Computer simulation has long been a first step in the manufacturing process. Before an engineer or scientist working in fields like energy, chemistry or chip design makes a product or carries out an experiment, they routinely run a simulation.

But biology has yet to tap into the full benefits of computer simulations. Biologists still use lab experiments to test most hypotheses, including, for example, how cell activities change when one gene is turned off or perturbed.

A new artificial intelligence foundation model called general expression transformer (GET), developed by an international group of scientists including Carnegie Mellon University's Eric Xing, seeks to change this process. GET simulates how genes are turned off and on in different biological scenarios, also known as gene expression. Researchers describe GET in a study recently published in Nature, and note that it could make biological experiments faster and more affordable to run.

"Biology is the last science still relying on the physical lab as the initial step," said Xing, a professor in CMU's School of Computer Science. "Our vision is that we use the AI foundation model to try different hypotheses, to predict and simulate, and the wet lab becomes the last step of validating the highly plausible hypotheses."

GET was built from both sequencing data and DNA accessibility data. Sequencing data refers to the specific order of the four nucleotide bases — adenine, thymine, cytosine and guanine — that make up DNA. This sequence is the genetic code that cells use to grow and operate.

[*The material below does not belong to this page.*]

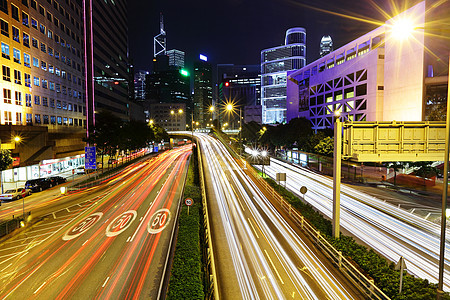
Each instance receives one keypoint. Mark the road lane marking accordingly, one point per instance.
(39, 288)
(273, 266)
(104, 283)
(254, 230)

Some sections of DNA also contain information that governs how the DNA sequences act. This information is provided in part through DNA accessibility data, which includes how accessible certain gene sequences are and how various molecules operate and behave inside the cell. For example, DNA in one region could form a gene that contains information about where a specific protein should dock. DNA in another region could contain information about how likely a section of the chromosome will be to open so enzymes can bind to it.

"This is called the activity information, which usually is the secondary information in DNA," Xing said.

Gene activity allows scientists to understand how different parts of the cell work together to support its normal function, and how that workflow is affected by changes in the environment, such as a viral infection. Given a sequence and its accessibility, GET can predict the gene's activity in terms of where and when it expresses under disease or normal conditions.

"Current language models and other foundation models don't yet excel at understanding the activity aspect of the genes," said Xing. "They are good at interpreting the coding sequences that program the structure of molecules like proteins and determining their function, but not their activity — when and where the gene needs to be active or shut down."

Factoring in gene activity is important. Whether a cell's health is negatively affected by disease cannot be determined just by looking at it or reading its sequence. But particular patterns in gene expression activity could provide a hint, such as a set of genes in one location shutting down when they are normally on. GET could highlight possible anomalies in this area. In the paper, for example, Xing and his colleagues used the model to determine the specific subtypes of leukemia cells.

GET has been trained on more than 200 cell types, which researchers hope to expand on and diversify in a future phase. At last month's Conference on Neural Information Processing Systems, Xing and his collaborators soft-launched the next generation of models for DNA, RNA, protein and single-cell level activities, along with their startup, GenBio.ai, under a holistic vision called AI-Driven Digital Organism (AIDO) — a multiscale foundation model system that can predict, simulate and program biology at all levels.

"AIDO models can also be used in the future to determine the impact of treatment and drugs," Xing said. "We want all these models to talk to each other so you can start to answer biological queries more holistically. All this makes the problem more complex but more realistic."

To design protein structures, scientists will ultimately need to determine the DNA sequence, as well as promoters and regulators that control the protein's activity. Xing's work focuses on connecting the links between all the different factors that go into making and managing proteins.

"Proteins have to exist in a very rich and messy context," Xing said. "Current modality-specific models do not give you enough information to determine the final effect of a designed protein. It gives you some kind of starting point for you to test in a wet lab. We want to go further to allow the entire cellular environment to be simulated."